Ijeoma is a fifth year graduate student in the clinical program working with Dr. Deborah Drabick. After graduating with a B.A. in Psychology from Vanderbilt University in 2012, Ijeoma moved back to her hometown of New Orleans, LA and spent two years working as a research assistant with Dr. Paul Frick at the University of New Orleans studying the impact of juvenile justice involvement on youth development and also as a parenting educator at Tulane University. Ijeoma’s current research interests include child externalizing disorders and associated risk and resilience processes within the family environment.

 

Lindsay Myerberg, M.A.

Email: tue59711@temple.edu

Lindsay is a third year graduate student in the clinical program working with Dr. Deborah Drabick.
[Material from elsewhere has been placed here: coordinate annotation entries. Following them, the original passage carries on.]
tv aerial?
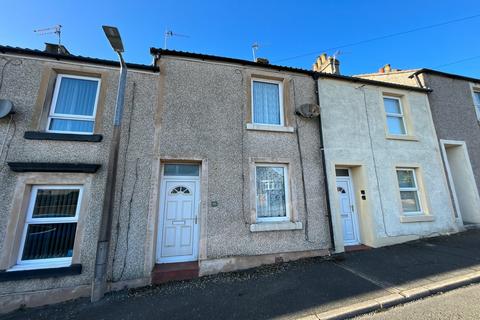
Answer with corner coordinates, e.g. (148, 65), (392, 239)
(33, 24), (62, 46)
(163, 30), (190, 49)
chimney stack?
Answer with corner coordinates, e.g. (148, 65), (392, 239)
(255, 58), (270, 64)
(378, 63), (402, 73)
(313, 53), (340, 74)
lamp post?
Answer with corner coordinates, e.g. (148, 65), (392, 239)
(91, 26), (127, 302)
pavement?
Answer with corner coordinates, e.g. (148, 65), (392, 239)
(0, 230), (480, 320)
(355, 284), (480, 320)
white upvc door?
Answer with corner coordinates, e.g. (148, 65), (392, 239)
(337, 177), (360, 246)
(157, 177), (200, 263)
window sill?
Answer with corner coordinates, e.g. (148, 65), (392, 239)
(250, 221), (303, 232)
(23, 131), (103, 142)
(247, 123), (295, 133)
(386, 134), (418, 141)
(400, 214), (435, 223)
(0, 264), (82, 282)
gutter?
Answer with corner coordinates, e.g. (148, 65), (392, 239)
(409, 68), (480, 83)
(150, 48), (431, 93)
(312, 74), (336, 252)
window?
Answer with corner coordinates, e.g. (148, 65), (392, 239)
(473, 91), (480, 120)
(12, 186), (82, 270)
(383, 97), (407, 135)
(252, 80), (284, 126)
(47, 74), (100, 134)
(397, 169), (422, 214)
(255, 164), (289, 221)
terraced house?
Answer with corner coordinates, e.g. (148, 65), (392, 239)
(360, 65), (480, 229)
(0, 46), (466, 311)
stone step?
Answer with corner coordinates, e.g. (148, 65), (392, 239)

She graduated from Catholic University in 2014 with an M.A. in Psychology and from University of Richmond in 2011 with a B.A. in Psychology. Before coming to Temple, she spent two years working as a Clinical Research Coordinator at Alvord, Baker, and Associates, LLC, a private psychotherapy practice in the Washington, D.C. metropolitan area. Her current research interests include child peer processes (i.e., engagement in bullying, victimization by peers) and their associations with internalizing and externalizing symptoms.

 

Johanna Nielsen, M.A.

Email: johanna.nielsen@temple.edu

Johanna (Jojo) Nielsen is a fourth year graduate student in the clinical psychology program. Jojo graduated from Boston University with a BA in Psychology in 2013. Prior to beginning her graduate studies, she worked as a research assistant and psychometrician in a pediatric neuropsychological assessment clinic at Massachusetts General Hospital. Jojo is broadly interested in researching developmental pathways to depression, with a particular interest in the role of self-regulation and executive functioning. Jojo’s current interests include exploring longitudinal predictors of psychopathology and neural correlates of these mechanisms, as well as problems related to measurement of these constructs.